It is crystal clear that there is an important difference between the U.S. and the Soviet Union during the cold war and the competition between the U.S. and China at present time. Therefore, one should not expect the repetition of the experience of the cold war during the present time. For Example, during the cold war, Europe was the main arena of competition between the Soviet Union and the U.S. But it does not seem that during the present time, Europe will turn to a place for competitions between China and the U.S. because of enjoying from democratic and political systems, free economy and membership in NATO, the European countries are considered to be as allies of the U.S. Therefore, China has no footprints or background to penetrate in this region and to compete with the U.S.
On the other side, in view of the willing of China to expand its influence in different regions of the world, one can not ignore the possibility of the U.S. and China competition in some regions of the world like the Middle East. However, one should pay attention to the point that probable competition between China and the U.S. has less depth and severity in the Middle East region than that of the U.S. and the Soviet Union in the same region. China has made efforts to establish extensive economic interactions with the countries of the Middle East region like Iran and Arab world.
In fact, one of the manifestations of China’s emergence as a great power that tries to expand country’s bilateral relations, particularly in economic and trade fields with countries of different regions is its foreign policy. With more than $ 200 billion, China is considered as the largest trade partner of the Arab League. The country has approved strategic partnership document with Persian Gulf Cooperation Council (PGCC) members (excluding Bahrain). Within the framework of Digital Silk Road Plan, China played a pivotal role in implementation of the most important digital projects of the region such as Smart Dubai 2012 and Saudi Arabia National Transformation Program 2030.
Since the promotion of China’s position and expansion of its foreign interactions are in competition with the U.S. position, it is natural that the U.S. is sensitive towards it. The sensitivity of the U.S. increases when China intends to expand its relations with those countries which traditionally used to be the U.S. allies and enters into those regions of the world where used to be the sphere of the U.S. influence. For example, this could be seen in China’s effort to expand its relations with PGCC countries. However, confrontation with China’s influence at global level is a policy supported by the Congress and the White House.
Based on what said earlier, one should pay attention to the point that when China deals with the relations of countries located in the West Asia, the U.S. will react on the basis of the nature of those relations. If the relations of the U.S. allies with China are based on economic and energy fields, there will be no objection by the U.S. because the U.S. itself is one of those countries that has the largest volume of economic relations with China, but it gains importance when the relations of the U.S. allies with China extend to military and security fields.

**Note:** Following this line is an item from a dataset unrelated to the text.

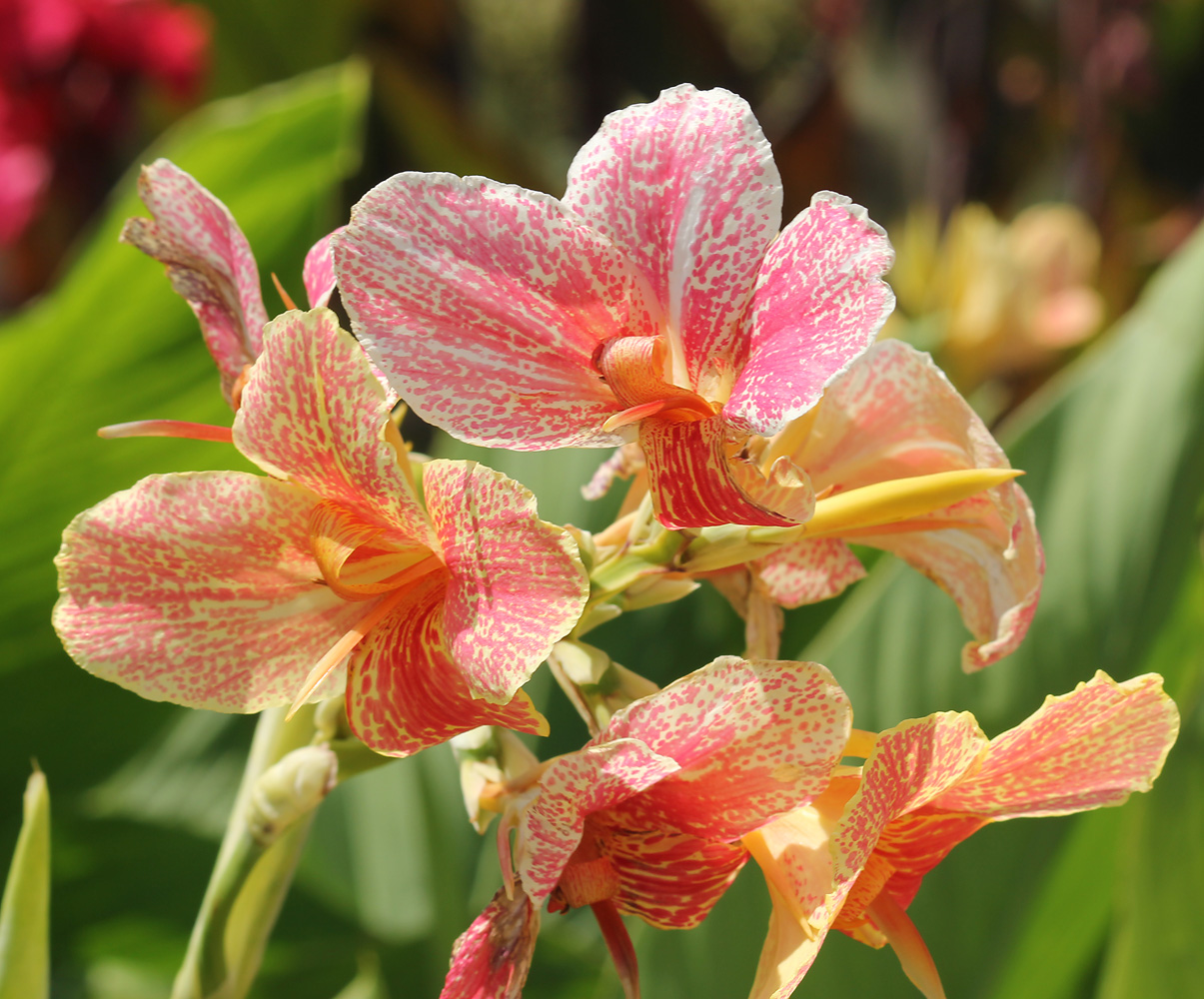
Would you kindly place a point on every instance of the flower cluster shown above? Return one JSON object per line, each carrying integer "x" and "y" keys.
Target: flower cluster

For example, due to UAE and China cooperation, having bipartisan support, the Congress rejected the selling of F-35 fighters to UAE. However, after UAE agreed to establish diplomatic relations with the Zionist regime, Trump confirmed the selling of F-35 fighters to Israel. Likewise, being concerned about stealing of the U.S. defense information caused the country to postpone the selling of drones to UAE to the extent that UAE has threatened to cancel the purchase agreement.
In fact, the U.S. has shown to deal cautiously with those traditional allies who head towards military and security cooperation with the U.S. competitors in its military and defense cooperation. For example, the Turkey’s experience when it purchased S-400 Russian made missile systems caused the U.S. to cancel Turkish partnership in F-35 fighters project.
In fact, the trend of policy makings, legal and political measures taken by Washington provide a perspective to observers that the U.S. and China confrontation will be heightened within the coming years. Therefore, countries should either accompany with Washington policies or should pay its relevant prices. For example, anti-Huawei campaign of Washington since 2018 was mainly concentrated on European allies, but now the White House sends threatening messages to other parts of the world. In view of shelfing Huawei by the Zionist regime, one should wait for exerting pressure on countries like UAE and Saudi Arabia to take the similar measure.
To conclude, there are three scenarios perceived for the position of the Middle East countries when competition between China and the U.S. is concerned as follows:
- The first scenario deals with those countries that are completely dependent on the U.S. political and military supports, and thus they don’t have enough freedom of action to expand their relations with China. Iraq, Bahrain, Kuwait and Jordan could be mentioned among these countries.
- The second scenario deals with those countries that try to take the maximum interest to their own benefit, and thus through approaching one of the two powers, they seek for taking concessions from the other power. However, this sort of game requires very high delicacy to play. UAE and Saudi Arabia try to play such a role. However, their main willing is to remain under the U.S. supportive umbrella but with tactical turns towards China they try to put the U.S. under pressure and to take more concessions.
Third scenario contains the group of countries whose main preference is China. Countries like the Islamic Republic of Iran, Syria and Afghanistan could be mentioned in this category. In general, it seems that the willingness to have strategic relations with the U.S. among the regional countries enjoys a heavier weight.